As someone who’s been buying these kind of compilations since the late 70s/early 80’s with LP’s like THE BEAT MERCHANTS and the BROKEN DREAMS series, I can testify that although the material becomes more and more obscure, and these kind of albums are now featuring B-sides by bands you’d never have seen featured 20 years ago, the compilers—-like the best DJ’s spinning obscure 45’s—-can take second-and-third-string material and put it next to each other in a way that makes it more satisfying than any one song might necessarily be on its own. It’s like we’ve landed on some strange planet where the locals have modeled their behavior on some obscure South London late 1964 Beat club, and they don’t get all the details right, but they’ve got the spirit down.

I’ve played all five volumes many times now, and they hold up REALLY well. Britain was the world leader in Beat music in the 63-67 period, and the BEATFREAK series takes you REALLY deep into that world, through the non-hit 45’s and seemingly throwaway B-sides that have become precious jewels as the decades pass and the initial spark of prime British Beat becomes just a memory of a glowing ember.

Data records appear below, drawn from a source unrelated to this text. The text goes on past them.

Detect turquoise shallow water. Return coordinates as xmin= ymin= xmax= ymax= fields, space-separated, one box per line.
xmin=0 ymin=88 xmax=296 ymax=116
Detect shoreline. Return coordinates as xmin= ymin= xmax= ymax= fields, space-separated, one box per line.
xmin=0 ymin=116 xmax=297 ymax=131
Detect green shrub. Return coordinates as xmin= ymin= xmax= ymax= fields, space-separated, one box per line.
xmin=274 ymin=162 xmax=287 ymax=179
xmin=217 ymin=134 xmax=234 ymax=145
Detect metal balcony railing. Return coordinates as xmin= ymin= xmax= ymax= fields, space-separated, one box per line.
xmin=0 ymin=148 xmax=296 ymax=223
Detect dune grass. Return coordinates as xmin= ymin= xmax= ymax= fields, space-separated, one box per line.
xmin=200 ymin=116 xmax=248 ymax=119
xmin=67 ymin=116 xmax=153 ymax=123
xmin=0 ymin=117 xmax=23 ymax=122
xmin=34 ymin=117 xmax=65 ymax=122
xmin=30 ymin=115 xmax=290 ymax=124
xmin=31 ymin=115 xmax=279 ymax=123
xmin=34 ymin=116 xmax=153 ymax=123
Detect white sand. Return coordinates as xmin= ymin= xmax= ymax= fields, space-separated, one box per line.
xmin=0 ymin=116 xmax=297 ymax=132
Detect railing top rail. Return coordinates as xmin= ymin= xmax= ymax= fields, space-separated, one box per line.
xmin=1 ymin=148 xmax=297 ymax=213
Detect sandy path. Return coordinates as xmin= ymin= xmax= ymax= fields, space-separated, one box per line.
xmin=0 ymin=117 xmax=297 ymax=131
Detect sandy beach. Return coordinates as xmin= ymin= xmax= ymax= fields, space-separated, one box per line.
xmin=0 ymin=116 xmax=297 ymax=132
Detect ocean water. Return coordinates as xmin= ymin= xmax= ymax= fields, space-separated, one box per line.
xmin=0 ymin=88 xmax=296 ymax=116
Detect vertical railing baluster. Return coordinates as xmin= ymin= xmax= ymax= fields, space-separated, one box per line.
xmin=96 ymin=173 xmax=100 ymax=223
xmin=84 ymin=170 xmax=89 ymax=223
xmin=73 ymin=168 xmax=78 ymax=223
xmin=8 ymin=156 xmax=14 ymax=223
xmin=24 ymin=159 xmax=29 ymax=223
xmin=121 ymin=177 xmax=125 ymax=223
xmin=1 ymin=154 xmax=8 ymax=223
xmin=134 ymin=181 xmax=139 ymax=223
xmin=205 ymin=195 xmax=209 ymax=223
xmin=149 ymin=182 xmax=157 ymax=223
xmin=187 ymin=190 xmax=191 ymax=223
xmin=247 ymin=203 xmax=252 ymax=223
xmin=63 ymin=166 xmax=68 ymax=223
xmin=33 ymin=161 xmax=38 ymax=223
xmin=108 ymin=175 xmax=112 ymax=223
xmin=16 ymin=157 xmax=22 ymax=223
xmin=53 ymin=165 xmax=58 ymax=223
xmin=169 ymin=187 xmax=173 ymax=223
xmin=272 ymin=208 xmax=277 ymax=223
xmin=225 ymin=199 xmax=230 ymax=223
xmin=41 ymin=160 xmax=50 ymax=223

When you play these compilations LOUD, you are ALMOST there, and that’s as close as you are going to get in today’s world, my friend. Pour yourself a Guinness, fire up an unfiltered cigarette, and jump into a world that, frankly, you and I probably couldn’t even find if it were 1965 again! And all for the price of a CD (and you can find these for about $10 if you look around).